First, I wondered why me? But then I thought it’s an honour to think someone considered I could do it. The Eisteddfod is in its 70th year, and this is my 61st. I would certainly like to see it get to its 80th or 90th year, but it needs to capture the hearts of a new generation.

I’ve seen some improvement in running the whole occasion, there’s new cohesion and ideas that are in place and required to develop the Eisteddfod. We need to keep the unique and core meaning of what the festival is about, the combination of competition, performance, and international peace and friendship, but we need some new elements too.

Keith Potts

Vice-chair and tickets chair

My father has been to every festival, and brought me here when I was four years old. I was a gofer running around with messages! Most of my volunteering history has been in the ticket committee. I was encouraged to come back to help with Eisteddfod after a road traffic accident and I have been here ever since. I have been tickets chair for 12 years and last year I was asked to become vice-chair of the Eisteddfod – it’s a bit daunting but I was very happy and am enjoying the challenge.
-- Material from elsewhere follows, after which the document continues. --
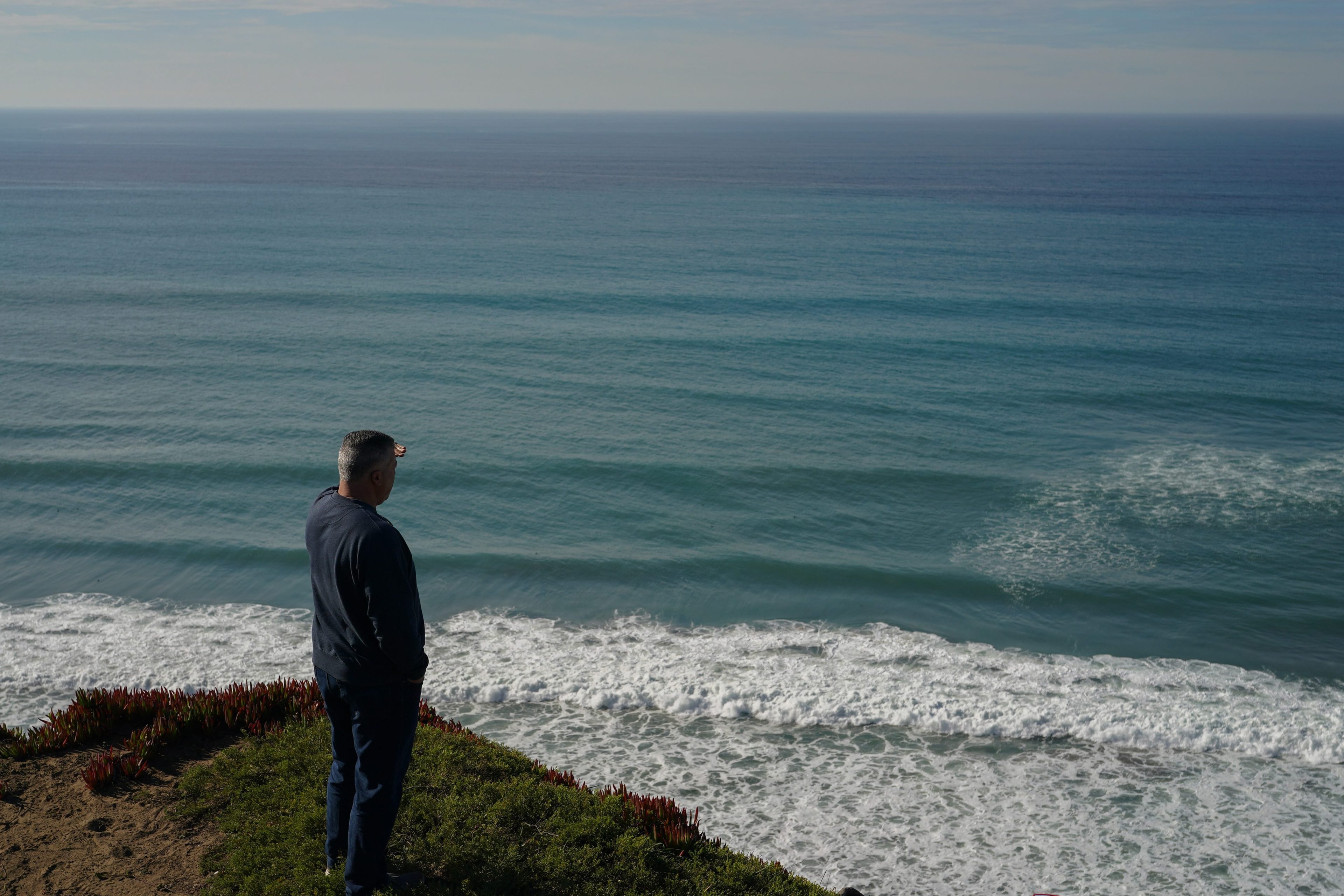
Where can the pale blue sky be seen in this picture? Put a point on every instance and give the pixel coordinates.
(845, 56)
Each year I still get the buzz, the town just comes alive when it’s on. Nine times out of ten everyone is happy, even if it’s raining! It’s infectious, everyone just comes together. It’s more of an emotional thing which is hard to explain as it’s been a part of our lives for so long.

Merle Hunt

Competitors’ Liaison Officer

My first taste of the Eisteddfod was when I competed here in the school choir. I then became a volunteer at 17 before becoming a dance teacher – and of course I brought the students here to see dance from all over the world. The Eisteddfod has a passion that stays with you.

I have been in my current role for six years. First of all I was looking after the UK groups and competitors, but I now look after our overseas visitors. This year we have 37 international groups of competitors coming to the Eisteddfod, so my role involves sorting out when they are arriving and departing, airport transfers and then they daily transfers from hotels or homestays to the Eisteddfod. It certainly gets busy as the year goes on!

There’s a huge array of volunteers that come together and help. An initiative we are looking into is finding whole villages and towns within a one hour vicinity that could cope with homestays – we really want to involve the community more. One idea we had was if competitors stayed in a village, we would then set up a concert as a thank you. It’s more difficult for our child competitors as they cannot take part in homestays, so we have a few private schools and universities that allow them to stay there during the festival.